A balança, contudo, tem começado a ficar desequilibrada. Em ano eleitoral —em outubro se realizam eleições legislativas de meio de mandato que renovam um terço de todo o Congresso—, não parece haver disposição do Liberdade Avança de negociar e formar coalizões com a centro-direita. O entrave, diz-se nos bastidores, é Karina Milei.
A irmã do presidente é também a secretária-geral da Presidência e o cérebro do governo, ou a espinha dorsal, a depender dos que dizem que operar a máquina pública é sua principal função e daqueles que argumentam que, na verdade, sua tarefa é proteger Milei.
Com ela, a estratégia de capturar a centro-direita se tornou a aposta principal e ganhou apoios importantes e improváveis, o principal deles Patricia Bullrich, ministra do governo (Segurança), filiada ao Proposta Republicana e candidata à Presidência por esse partido em 2023. Ainda que no papel siga na centro-direita, ela tem ajudado a levar políticos para o Liberdade Avança e periga ser expulsa de seu partido, cujo nome principal é o ex-presidente Mauricio Macri.
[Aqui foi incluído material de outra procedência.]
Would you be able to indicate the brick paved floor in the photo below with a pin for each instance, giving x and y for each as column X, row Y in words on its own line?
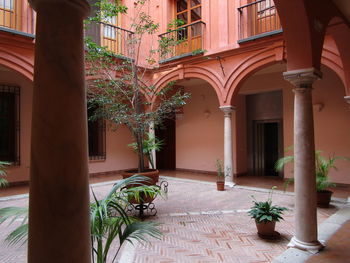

A insatisfação já transbordou. "Até agora o ato de trabalhar junto com o governo nunca existiu, foi apenas um resgate contínuo para que eles não caiam no abismo e o projeto político não vá para o inferno", disse Macri na última semana de março em um evento em Córdoba.
Há histórias quase anedóticas da radicalização política. Santiago Caputo, assessor de Milei com amplos poderes na Casa Rosada mesmo sem ter sido eleito e mesmo sem ter sido nomeado para um cargo público, tem em seu escritório uma edição do livro "El Arte de Subir (y bajar) la Montaña" (a arte de subir e descer da montanha), de Marcos Peña, apunhalado com uma faca, contam duas pessoas que já frequentaram o espaço.
Peña era chefe de gabinete de Macri. E no agora depreciado livro faz uma defesa de que lideranças políticas não tentem se forjar como espécies de super-heróis e que o comando do governo não deve ser tão verticalizado. Milei mais de uma vez se comparou a um Superman.
O declínio dos partidos de centro-direita não é uma excepcionalidade argentina, mas no país tem suas particularidades. "É um sistema no qual os políticos não têm apego aos partidos, e, no caso do Proposta Republicana, é um partido com pouca história [nasceu em 2005] e que também uniu pessoas de várias outras siglas. Agora as está perdendo", diz Carlos Gervasoni, chefe do departamento de ciência política e estudos internacionais da respeitada Universidad Torcuato Di Tella.
O fenômeno é conhecido como "panquequismo" (de panquecas): políticos que um dia estão aqui; no outro, acolá. Não é preciso ir longe para exemplificar. Daniel Scioli, o campeão argentino de motonáutica que hoje é secretário de Turismo, Esportes e Meio Ambiente de Milei, foi vice-presidente de Néstor Kirchner; candidato à Presidência pelo peronismo; embaixador no Brasil durante o governo Alberto Fernández-Cristina Kirchner. Agora é quase um mileísta.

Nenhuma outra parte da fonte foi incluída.